John Dalhuisen, direttore per l’Europa e l’Asia centrale di Amnesty International, sostiene che la situazione “è allarmante. Il tentativo di colpo di stato ha scatenato un impressionante livello di violenza. I responsabili di uccisioni illegali e di altre violazioni dei diritti umani devono essere portati di fronte alla giustizia, ma la repressione contro il dissenso e la minaccia di ripristinare la pena di morte sono un’altra cosa rispetto alla giustizia”.
Dalhuisen chiede ad Ankara di “esercitare moderazione e rispettare lo stato di diritto nello svolgimento delle necessarie indagini, garantire processi equi a tutti i detenuti e a rilasciare tutti coloro contro i quali non vi sono prove concrete di aver preso parte ad azioni criminali.

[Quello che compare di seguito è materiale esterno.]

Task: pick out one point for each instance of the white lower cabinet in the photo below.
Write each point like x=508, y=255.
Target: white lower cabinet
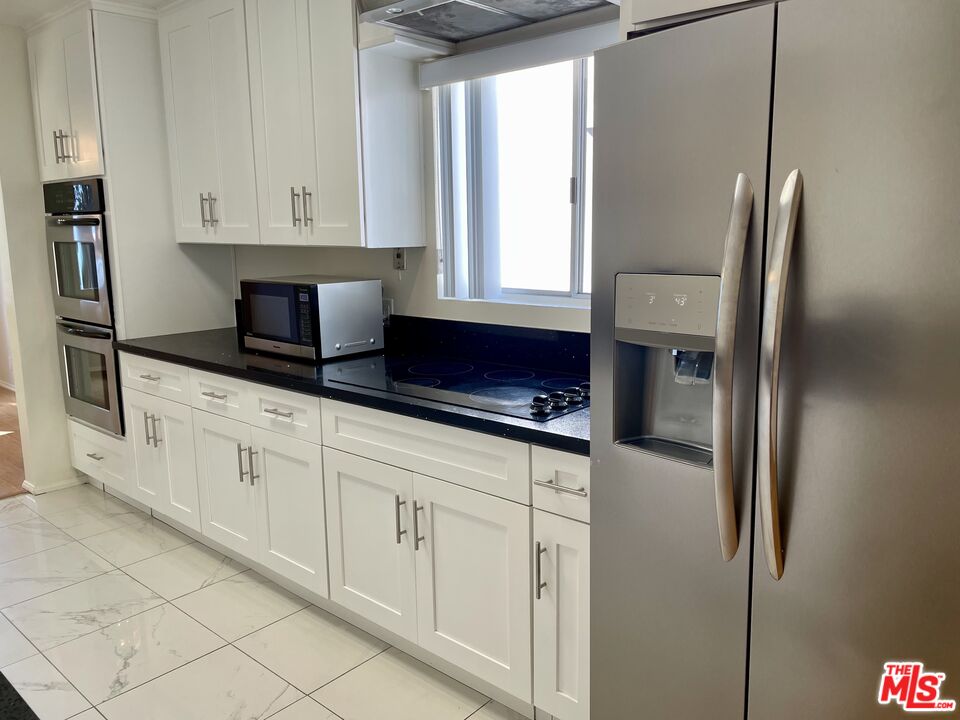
x=561, y=616
x=369, y=521
x=227, y=481
x=473, y=581
x=289, y=497
x=160, y=434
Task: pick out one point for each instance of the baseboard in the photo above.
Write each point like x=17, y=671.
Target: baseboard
x=34, y=489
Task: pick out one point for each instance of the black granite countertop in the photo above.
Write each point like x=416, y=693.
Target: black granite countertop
x=218, y=351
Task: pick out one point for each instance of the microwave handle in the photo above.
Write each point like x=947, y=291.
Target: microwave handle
x=85, y=333
x=78, y=221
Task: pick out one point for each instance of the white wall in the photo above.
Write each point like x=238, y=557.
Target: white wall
x=23, y=264
x=6, y=351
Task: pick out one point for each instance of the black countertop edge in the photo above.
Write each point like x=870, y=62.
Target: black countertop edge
x=568, y=433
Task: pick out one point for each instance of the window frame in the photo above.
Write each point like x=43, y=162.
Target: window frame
x=468, y=249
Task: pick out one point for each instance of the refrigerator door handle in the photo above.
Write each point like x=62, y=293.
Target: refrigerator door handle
x=770, y=340
x=726, y=341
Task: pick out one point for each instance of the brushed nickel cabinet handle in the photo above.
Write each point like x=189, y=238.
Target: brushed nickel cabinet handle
x=240, y=461
x=307, y=217
x=156, y=435
x=253, y=473
x=279, y=413
x=294, y=197
x=557, y=487
x=768, y=392
x=211, y=202
x=538, y=572
x=417, y=537
x=397, y=504
x=726, y=340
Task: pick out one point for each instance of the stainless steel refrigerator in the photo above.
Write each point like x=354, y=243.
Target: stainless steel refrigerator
x=776, y=362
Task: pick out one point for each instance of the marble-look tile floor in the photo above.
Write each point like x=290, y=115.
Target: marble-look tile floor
x=109, y=614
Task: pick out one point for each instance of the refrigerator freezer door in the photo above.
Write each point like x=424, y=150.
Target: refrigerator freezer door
x=679, y=115
x=868, y=108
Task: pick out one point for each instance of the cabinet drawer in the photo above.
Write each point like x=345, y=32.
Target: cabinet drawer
x=490, y=464
x=100, y=456
x=219, y=394
x=285, y=412
x=155, y=377
x=561, y=483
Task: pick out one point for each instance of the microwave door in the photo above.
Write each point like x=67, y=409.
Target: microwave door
x=88, y=371
x=78, y=268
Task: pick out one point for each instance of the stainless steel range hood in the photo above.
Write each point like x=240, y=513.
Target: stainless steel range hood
x=457, y=20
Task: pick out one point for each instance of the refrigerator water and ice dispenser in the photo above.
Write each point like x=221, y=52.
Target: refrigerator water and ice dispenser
x=666, y=327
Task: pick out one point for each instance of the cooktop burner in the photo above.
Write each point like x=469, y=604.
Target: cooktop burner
x=519, y=392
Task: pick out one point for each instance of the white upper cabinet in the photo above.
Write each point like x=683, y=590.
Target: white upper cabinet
x=204, y=58
x=303, y=81
x=63, y=79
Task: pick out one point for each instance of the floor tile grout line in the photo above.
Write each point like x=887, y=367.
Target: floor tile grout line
x=50, y=592
x=140, y=612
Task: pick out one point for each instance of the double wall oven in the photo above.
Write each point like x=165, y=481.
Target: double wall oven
x=80, y=277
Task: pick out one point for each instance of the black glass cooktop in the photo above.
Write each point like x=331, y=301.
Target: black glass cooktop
x=508, y=390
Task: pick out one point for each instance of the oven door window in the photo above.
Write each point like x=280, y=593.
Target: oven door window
x=87, y=376
x=77, y=275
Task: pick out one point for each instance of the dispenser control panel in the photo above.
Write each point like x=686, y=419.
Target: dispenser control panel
x=675, y=304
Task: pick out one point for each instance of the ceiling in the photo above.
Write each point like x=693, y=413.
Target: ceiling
x=24, y=13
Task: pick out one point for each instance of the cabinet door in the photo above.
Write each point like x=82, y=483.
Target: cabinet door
x=64, y=96
x=335, y=206
x=290, y=526
x=177, y=462
x=371, y=543
x=561, y=617
x=203, y=53
x=228, y=508
x=473, y=582
x=278, y=42
x=147, y=480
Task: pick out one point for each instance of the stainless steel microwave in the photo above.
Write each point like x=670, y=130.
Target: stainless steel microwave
x=311, y=317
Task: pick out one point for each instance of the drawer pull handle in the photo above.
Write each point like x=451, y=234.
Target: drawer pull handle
x=557, y=487
x=540, y=584
x=417, y=537
x=397, y=504
x=279, y=413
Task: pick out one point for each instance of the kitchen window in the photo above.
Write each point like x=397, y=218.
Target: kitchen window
x=514, y=160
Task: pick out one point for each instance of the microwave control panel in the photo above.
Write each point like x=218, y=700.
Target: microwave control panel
x=304, y=318
x=683, y=304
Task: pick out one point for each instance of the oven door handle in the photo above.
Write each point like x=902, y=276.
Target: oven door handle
x=85, y=333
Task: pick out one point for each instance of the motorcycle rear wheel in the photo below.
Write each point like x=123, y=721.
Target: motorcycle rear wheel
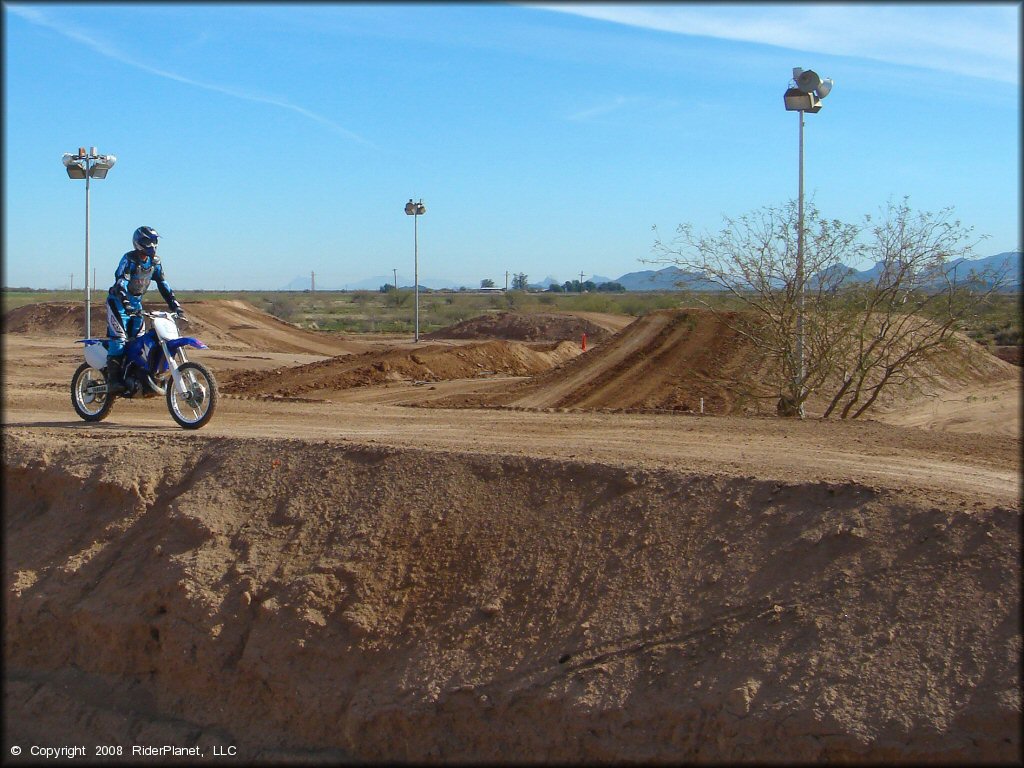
x=88, y=404
x=194, y=409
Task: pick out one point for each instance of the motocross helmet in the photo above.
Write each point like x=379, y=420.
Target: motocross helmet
x=144, y=241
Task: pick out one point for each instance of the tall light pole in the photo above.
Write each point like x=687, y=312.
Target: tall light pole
x=88, y=165
x=416, y=210
x=804, y=95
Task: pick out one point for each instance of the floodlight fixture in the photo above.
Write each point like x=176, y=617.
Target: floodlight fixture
x=804, y=95
x=74, y=166
x=416, y=210
x=87, y=165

Un arretramento nel campo dei diritti umani è l’ultima cosa di cui la Turchia ha bisogno”.
Per Amnesty International “le dichiarazioni del presidente Erdogan e di rappresentanti del governo circa il ripristino della pena di morte e il suo uso retroattivo per punire i responsabili del tentato colpo di stato sono particolarmente inquietanti: un passo del genere violerebbe le convenzioni sui diritti umani di cui la Turchia è parte, oltre che le stesse garanzie costituzionali del paese”.